Nia Christopher

Personal information
- Full name: Nia Raisa Christopher
- Date of birth: 2 May 2001 (age 25)
- Height: 1.65 m (5 ft 5 in)
- Positions: Forward; midfielder;

Team information
- Current team: FH

Youth career
- 201?–2020: The John Carroll Patriots

College career
- Years: Team / Apps / (Gls)
- 2020–2023: Towson Tigers / 66 / (41)

Senior career*
- Years: Team / Apps / (Gls)
- 2023–2024: Eagle FC / 24 / (15)
- 2024–2026: Fort Lauderdale United / 15 / (0)
- 2026–: FH / 0 / (0)

International career^{‡}
- 2018: Bermuda U17 / 3 / (0)
- 2020: Bermuda U20 / 1 / (1)
- 2018–: Bermuda / 8 / (6)

= Nia Christopher =

Bermudian footballer

Nia Raisa Christopher (born 2 May 2001) is a Bermudian footballer who plays as a forward or midfielder for Besta deild kvenna club FH and the Bermuda national team. She played college soccer for the Towson Tigers before starting her professional career with USL Super League club Fort Lauderdale United FC.

==Early life and education==
Christopher was raised in the Devonshire Parish and began playing football at age four. Her parents sent her to the United States at age 15, and she initially studied in Georgia for one year. Christopher transferred The John Carroll School in Bel Air, Maryland, where she became a two-time All-Interscholastic Athletic Association of Maryland selection.

==College career==
Christopher attended Towson University in the United States.

==Club career==
Christopher signed with Fort Lauderdale United FC in May 2024. Mostly a depth player, she made 15 appearances (1 start) across one and half seasons for Fort Lauderdale before departing from the club on a mutual contract termination in February 2026.

In March 2026, Christopher joined Icelandic side FH ahead of the club's 2026 Besta deild kvenna season.

==International career==
Christopher represented Bermuda at the 2018 CONCACAF Women's U-17 Championship and the 2020 CONCACAF Women's U-20 Championship. She capped at senior level during two CONCACAF W Championship qualifications (2018 and 2022).

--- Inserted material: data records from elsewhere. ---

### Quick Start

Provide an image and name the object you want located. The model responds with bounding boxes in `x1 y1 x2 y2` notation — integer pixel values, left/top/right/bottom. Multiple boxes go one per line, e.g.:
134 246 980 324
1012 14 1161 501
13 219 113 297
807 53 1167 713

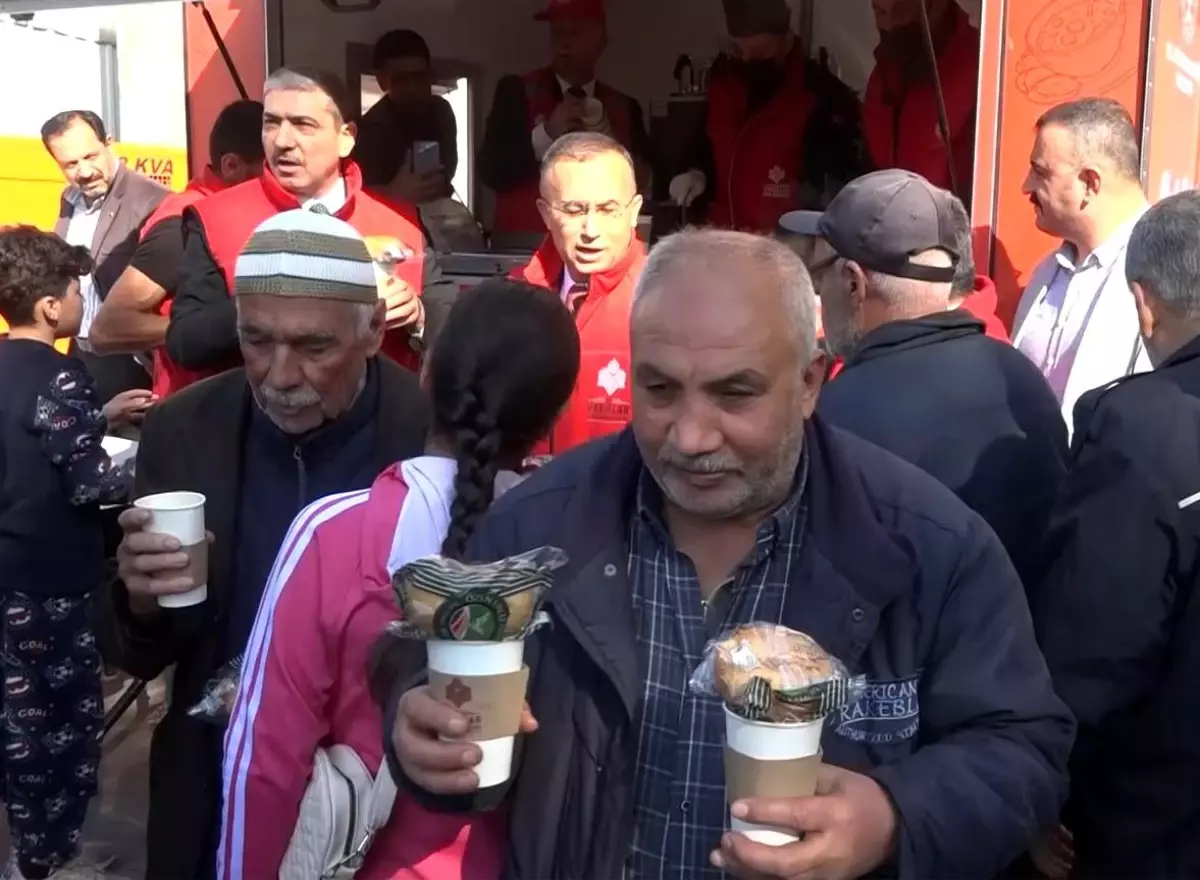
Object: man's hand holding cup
391 686 538 795
712 765 896 880
116 492 212 615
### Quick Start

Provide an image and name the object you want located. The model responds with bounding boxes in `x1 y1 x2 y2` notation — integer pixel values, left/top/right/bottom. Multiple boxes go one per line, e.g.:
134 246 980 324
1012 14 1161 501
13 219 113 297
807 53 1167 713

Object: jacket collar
187 166 229 196
523 231 646 295
842 309 984 371
258 160 362 220
547 417 917 718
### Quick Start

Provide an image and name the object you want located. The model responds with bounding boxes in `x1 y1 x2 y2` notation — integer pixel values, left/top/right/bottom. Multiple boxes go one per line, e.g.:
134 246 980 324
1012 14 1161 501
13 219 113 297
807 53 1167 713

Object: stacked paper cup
725 706 824 846
425 640 529 789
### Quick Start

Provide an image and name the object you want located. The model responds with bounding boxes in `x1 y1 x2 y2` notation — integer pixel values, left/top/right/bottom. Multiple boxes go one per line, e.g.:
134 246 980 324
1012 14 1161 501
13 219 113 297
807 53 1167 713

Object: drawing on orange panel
1016 0 1137 106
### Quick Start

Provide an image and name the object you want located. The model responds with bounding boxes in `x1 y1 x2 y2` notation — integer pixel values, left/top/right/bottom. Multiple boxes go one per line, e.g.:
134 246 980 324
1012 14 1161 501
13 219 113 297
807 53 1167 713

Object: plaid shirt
626 454 808 880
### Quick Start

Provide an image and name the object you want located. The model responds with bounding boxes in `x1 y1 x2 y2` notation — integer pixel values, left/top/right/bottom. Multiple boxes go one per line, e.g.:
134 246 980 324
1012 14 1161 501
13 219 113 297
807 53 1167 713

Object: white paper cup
425 640 524 789
725 706 824 846
133 492 209 609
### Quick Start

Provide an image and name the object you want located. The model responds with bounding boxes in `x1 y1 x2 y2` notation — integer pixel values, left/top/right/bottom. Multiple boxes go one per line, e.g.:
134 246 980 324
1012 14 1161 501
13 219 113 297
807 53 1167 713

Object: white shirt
1013 211 1148 427
300 178 346 214
530 76 596 162
66 188 106 340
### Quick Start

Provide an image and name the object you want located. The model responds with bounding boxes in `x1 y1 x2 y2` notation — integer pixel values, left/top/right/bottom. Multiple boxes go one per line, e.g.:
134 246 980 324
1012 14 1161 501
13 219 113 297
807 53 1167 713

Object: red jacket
492 67 631 233
192 161 425 381
142 168 227 400
510 237 646 455
863 4 979 191
707 48 816 233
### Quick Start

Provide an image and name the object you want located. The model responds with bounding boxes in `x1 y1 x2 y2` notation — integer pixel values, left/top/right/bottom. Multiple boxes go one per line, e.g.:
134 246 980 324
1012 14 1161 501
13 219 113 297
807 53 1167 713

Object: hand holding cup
391 686 538 795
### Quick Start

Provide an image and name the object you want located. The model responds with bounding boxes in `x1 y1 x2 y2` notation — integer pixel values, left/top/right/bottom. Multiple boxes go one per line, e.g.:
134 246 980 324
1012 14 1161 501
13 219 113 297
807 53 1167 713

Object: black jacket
818 310 1067 589
385 421 1073 880
1034 339 1200 880
109 358 427 880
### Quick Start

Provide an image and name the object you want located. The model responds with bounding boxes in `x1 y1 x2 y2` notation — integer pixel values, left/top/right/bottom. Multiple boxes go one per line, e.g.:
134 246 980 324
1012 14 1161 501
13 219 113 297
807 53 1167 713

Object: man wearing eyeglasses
512 132 646 455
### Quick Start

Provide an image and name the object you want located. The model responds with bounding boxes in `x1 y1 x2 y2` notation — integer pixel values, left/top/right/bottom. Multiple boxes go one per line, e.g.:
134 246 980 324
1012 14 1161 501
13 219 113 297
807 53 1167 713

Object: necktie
566 281 588 315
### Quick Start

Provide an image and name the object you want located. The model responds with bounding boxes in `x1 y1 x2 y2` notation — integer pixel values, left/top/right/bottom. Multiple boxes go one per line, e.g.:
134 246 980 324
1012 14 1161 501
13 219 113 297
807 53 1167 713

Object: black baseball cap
722 0 792 37
779 168 962 282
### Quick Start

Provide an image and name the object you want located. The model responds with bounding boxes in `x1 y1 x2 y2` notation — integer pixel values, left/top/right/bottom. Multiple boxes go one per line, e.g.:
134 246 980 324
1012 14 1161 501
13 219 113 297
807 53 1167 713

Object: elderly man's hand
391 687 538 795
383 279 425 329
713 766 896 880
116 508 212 615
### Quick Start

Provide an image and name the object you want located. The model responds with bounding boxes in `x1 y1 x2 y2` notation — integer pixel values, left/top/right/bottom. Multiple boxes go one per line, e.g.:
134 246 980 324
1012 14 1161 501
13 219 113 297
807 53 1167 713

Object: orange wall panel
976 0 1150 321
184 0 266 168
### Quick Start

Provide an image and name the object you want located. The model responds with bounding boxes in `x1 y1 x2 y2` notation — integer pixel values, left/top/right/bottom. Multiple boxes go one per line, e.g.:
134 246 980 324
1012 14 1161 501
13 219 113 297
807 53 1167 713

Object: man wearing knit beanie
670 0 863 233
105 210 426 880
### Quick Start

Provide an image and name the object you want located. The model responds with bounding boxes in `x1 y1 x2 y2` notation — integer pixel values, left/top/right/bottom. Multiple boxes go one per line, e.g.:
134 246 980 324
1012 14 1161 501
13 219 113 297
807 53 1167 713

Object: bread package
391 547 566 642
691 623 864 723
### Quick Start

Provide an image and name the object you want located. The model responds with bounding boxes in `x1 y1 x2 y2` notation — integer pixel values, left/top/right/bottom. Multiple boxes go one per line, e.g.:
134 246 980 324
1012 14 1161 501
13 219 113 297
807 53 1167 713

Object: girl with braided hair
217 280 580 880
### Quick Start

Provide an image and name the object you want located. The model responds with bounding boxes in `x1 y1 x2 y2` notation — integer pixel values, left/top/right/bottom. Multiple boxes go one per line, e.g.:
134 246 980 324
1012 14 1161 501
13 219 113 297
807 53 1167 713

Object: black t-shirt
130 217 184 293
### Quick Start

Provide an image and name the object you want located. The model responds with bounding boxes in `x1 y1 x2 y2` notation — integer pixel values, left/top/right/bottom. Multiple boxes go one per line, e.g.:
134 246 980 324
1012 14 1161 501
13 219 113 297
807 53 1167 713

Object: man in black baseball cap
806 169 1067 586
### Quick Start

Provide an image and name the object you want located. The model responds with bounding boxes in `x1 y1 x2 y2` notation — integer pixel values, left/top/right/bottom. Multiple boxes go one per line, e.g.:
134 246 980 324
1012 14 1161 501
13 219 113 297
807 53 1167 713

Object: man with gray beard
100 210 426 880
385 229 1073 880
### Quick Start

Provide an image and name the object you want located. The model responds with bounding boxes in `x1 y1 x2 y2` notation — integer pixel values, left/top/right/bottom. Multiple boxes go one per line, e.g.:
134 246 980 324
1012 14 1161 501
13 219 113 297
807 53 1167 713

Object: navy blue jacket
0 339 133 595
388 421 1074 880
817 310 1067 589
1033 340 1200 880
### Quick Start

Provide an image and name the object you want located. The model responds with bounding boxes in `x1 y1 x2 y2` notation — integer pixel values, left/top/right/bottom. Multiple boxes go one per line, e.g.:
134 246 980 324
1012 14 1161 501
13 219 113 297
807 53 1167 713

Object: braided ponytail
442 388 503 559
367 279 580 705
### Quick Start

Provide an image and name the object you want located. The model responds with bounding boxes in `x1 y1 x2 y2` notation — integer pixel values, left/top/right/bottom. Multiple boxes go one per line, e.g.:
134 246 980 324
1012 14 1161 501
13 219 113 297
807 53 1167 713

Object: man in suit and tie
42 110 168 400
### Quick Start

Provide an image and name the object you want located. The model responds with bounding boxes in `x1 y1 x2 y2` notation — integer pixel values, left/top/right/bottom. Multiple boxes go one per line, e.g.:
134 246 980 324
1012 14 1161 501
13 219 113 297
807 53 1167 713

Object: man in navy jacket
385 229 1074 880
806 169 1067 589
1033 191 1200 880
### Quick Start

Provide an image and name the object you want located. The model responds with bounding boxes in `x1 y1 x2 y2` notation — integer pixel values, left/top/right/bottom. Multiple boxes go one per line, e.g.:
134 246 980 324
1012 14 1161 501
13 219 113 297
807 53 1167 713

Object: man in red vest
863 0 979 205
167 68 452 384
512 132 646 455
670 0 862 234
91 101 263 397
476 0 652 235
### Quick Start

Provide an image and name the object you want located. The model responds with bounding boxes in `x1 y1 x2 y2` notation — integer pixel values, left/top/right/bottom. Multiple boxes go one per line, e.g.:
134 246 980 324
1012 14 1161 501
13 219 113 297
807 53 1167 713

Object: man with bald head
811 169 1067 588
386 229 1073 880
105 210 426 880
512 132 646 455
1013 97 1151 431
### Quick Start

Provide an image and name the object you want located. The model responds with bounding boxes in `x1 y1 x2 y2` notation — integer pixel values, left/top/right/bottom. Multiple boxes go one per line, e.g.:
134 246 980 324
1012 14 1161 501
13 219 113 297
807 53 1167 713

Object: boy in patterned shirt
0 227 154 880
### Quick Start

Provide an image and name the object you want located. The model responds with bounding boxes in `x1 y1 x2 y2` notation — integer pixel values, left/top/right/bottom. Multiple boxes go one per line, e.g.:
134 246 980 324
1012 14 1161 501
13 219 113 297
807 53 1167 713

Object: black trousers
0 591 104 880
71 342 150 406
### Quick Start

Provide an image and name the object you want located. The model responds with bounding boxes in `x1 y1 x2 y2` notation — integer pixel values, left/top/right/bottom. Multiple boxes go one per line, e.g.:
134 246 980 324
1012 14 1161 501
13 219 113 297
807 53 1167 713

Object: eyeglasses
538 196 637 226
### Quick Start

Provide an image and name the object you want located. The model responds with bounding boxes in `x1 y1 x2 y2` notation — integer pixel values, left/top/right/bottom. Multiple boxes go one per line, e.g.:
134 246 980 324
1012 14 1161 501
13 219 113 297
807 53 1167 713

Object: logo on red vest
762 164 792 198
596 358 628 397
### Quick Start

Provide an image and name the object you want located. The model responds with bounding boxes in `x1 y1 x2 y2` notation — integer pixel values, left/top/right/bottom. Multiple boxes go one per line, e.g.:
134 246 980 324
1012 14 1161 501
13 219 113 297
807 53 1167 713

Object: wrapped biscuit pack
690 623 865 846
389 547 566 789
691 623 864 723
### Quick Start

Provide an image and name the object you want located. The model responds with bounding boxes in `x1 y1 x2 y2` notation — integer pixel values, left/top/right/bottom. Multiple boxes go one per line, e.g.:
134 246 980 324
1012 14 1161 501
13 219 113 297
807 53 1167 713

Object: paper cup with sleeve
389 547 566 789
691 623 864 846
133 492 209 609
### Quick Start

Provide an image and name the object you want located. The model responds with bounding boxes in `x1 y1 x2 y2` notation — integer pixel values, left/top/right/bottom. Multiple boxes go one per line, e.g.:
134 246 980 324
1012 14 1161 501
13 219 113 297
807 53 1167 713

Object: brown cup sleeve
180 540 209 587
430 666 529 742
725 746 821 803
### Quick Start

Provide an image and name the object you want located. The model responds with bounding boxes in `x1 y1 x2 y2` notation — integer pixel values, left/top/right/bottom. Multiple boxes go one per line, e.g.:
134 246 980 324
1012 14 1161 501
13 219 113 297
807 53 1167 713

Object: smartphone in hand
413 140 442 174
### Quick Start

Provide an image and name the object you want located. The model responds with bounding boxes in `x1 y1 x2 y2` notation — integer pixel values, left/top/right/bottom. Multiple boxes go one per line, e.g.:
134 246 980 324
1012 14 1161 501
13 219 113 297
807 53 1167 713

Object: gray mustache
659 449 739 474
258 385 320 409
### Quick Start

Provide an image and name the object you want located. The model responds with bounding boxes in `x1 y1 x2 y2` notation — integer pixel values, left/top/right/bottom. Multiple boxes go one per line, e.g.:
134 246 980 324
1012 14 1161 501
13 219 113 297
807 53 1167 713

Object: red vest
510 235 646 455
492 67 630 233
142 168 226 400
708 48 816 233
863 4 979 191
192 161 425 384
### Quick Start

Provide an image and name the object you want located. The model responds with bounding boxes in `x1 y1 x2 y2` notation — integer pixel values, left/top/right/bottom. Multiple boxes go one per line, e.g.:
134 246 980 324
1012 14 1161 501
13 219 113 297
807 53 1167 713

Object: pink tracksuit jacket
217 456 505 880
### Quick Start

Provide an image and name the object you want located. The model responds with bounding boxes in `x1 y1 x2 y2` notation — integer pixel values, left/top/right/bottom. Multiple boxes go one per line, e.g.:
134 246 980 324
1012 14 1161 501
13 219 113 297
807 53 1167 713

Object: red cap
533 0 605 24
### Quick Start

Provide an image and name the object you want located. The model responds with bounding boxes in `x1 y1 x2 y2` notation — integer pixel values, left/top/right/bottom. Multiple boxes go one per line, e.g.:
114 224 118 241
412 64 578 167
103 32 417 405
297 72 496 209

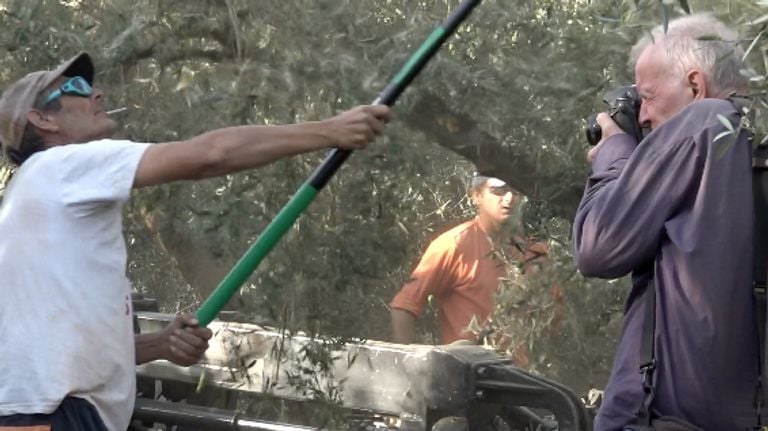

Christopher scored a hat-trick in a 6–0 win against the Cayman Islands on February 22, 2022.

==Personal life==
Her father, D. Lloyd Christopher, played football at American International College and represented the Bermuda national team before becoming general secretary of the Bermuda Football Association and president of the Bermuda Referees Association.